Caries prevention: New legal standards?

2007 10 29 16 16 16 706

Where professors tread, lawyers are sure to follow. A new consensus statement that will be published in the November issue of the Journal of the California Dental Association looks likely to increase dentists' liability for preventing cavities.

"Consensus Statement Caries Management by Risk Assessment: Implementation Guidelines to Support Oral Health" briefly describes how dentists should assess their patients' risk of caries and work aggressively -- using counseling, antibacterials, and remineralizing agents -- to prevent the disease from damaging teeth. It includes endorsements by caries experts from most U.S. dental schools, including 18 deans.

"Once this is out there and published, it's going to become the standard of care," said co-author John Featherstone, M.Sc., Ph.D., acting dean of the University of California San Francisco School of Dentistry. The standard of care is the scale juries use to weigh a dentist's guilt or innocence in malpractice lawsuits.

Although the full legal implications of the consensus statement might take some time to work out, Dr. Featherstone argued that the principles in the statement -- known as caries management by risk assessment (CAMBRA) -- have been known for years and that dentists should already be putting them into practice.

But most aren't. "If somebody comes in with frank cavities in their teeth, we know there is bacteria in their mouth," he said. "But what does the dentist typically do? They fill the teeth and say, 'Go home.' The prevention they offer is, 'Brush your teeth and you'll be all right.' "

Attempts to change that attitude are already under way at most dental schools, according to Martin Davis, D.D.S., a professor of pediatric dentistry at Columbia University. "We have to educate the whole profession on this."

He questions whether CAMBRA (which some advocates refer to as "anticipatory guidance") has the force of law. "Nobody is going to come down on anybody yet," he said.

But somebody already has. Dental malpractice attorney Edwin J. Zinman, D.D.S., J.D., argues that most of the consensus statement's ideas are taught in dental schools and were articulated in a similar 2003 statement in the Journal of the California Dental Association and statements by the American Dental Association. "The legal ramification is that it's the standard of care," he said. "It's what all reasonable dentists should be doing."

In fact, Dr. Zinman said, he has already won cases against dentists who aren't taking aggressive enough measures to prevent decay in their patients' teeth. He cited one recent $75,000 settlement won from a dentist who replaced a patient's broken restoration without taking steps to control the patient's caries. "Dentists who are not doing this are putting their patients at medical risk and putting themselves at legal risk."

The guidelines

So what must dentists do to protect themselves and their patients? The consensus statement says they should use factors such as past history of caries to sort their patients into three categories: low, medium, high, and extreme risk.

Moderate-risk patients should get "improved remineralization therapy and reduction of other risk factors, which may include antibacterial therapy." High-risk patients should get all of the above including antibacterial therapy. Extreme risk patients should get all the same treatments as high-risk patients plus, if they have severe salivary dysfunction, "buffering agents and calcium and phosphate supplementation." (The statement gives no advice for low-risk patients.)

The document does detail some specifications of the antibacterial and remineralization products that dentists should use.

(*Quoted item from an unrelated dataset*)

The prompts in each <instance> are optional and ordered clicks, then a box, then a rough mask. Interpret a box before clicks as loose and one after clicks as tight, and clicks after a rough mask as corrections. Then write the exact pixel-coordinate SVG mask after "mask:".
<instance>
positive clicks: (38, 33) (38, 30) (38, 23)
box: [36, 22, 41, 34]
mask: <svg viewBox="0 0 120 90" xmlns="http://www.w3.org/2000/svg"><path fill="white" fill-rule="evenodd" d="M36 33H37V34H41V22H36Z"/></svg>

Other articles printed in the October and November issues of the Journal of the California Dental Association offer even greater detail on these products, and more specific risk assessment guidelines.

Though the consensus statement captured a wide representation of dentists, not everyone is on board. Domenick Zero, D.D.S., M.S., a caries researcher at Indiana University said he declined to sign. "The article contained endorsements of commercial products," he said. "The [authors] give them all this credence, and I don't think it's right."

For example, he objects to the document's endorsement of xylitol as an antibacterial agent and amorphous calcium phosphate for remineralization. He argues that large, randomized, placebo controlled trials are still needed to prove these agents are effective.

But he agrees with CAMBRA's underlying concept of assessing patients' risk and employing well established preventative strategies, such as fluoride varnish and dietary counseling. The bottom line, as he tells his students: "You either pay attention to me or you pay attention to lawyers."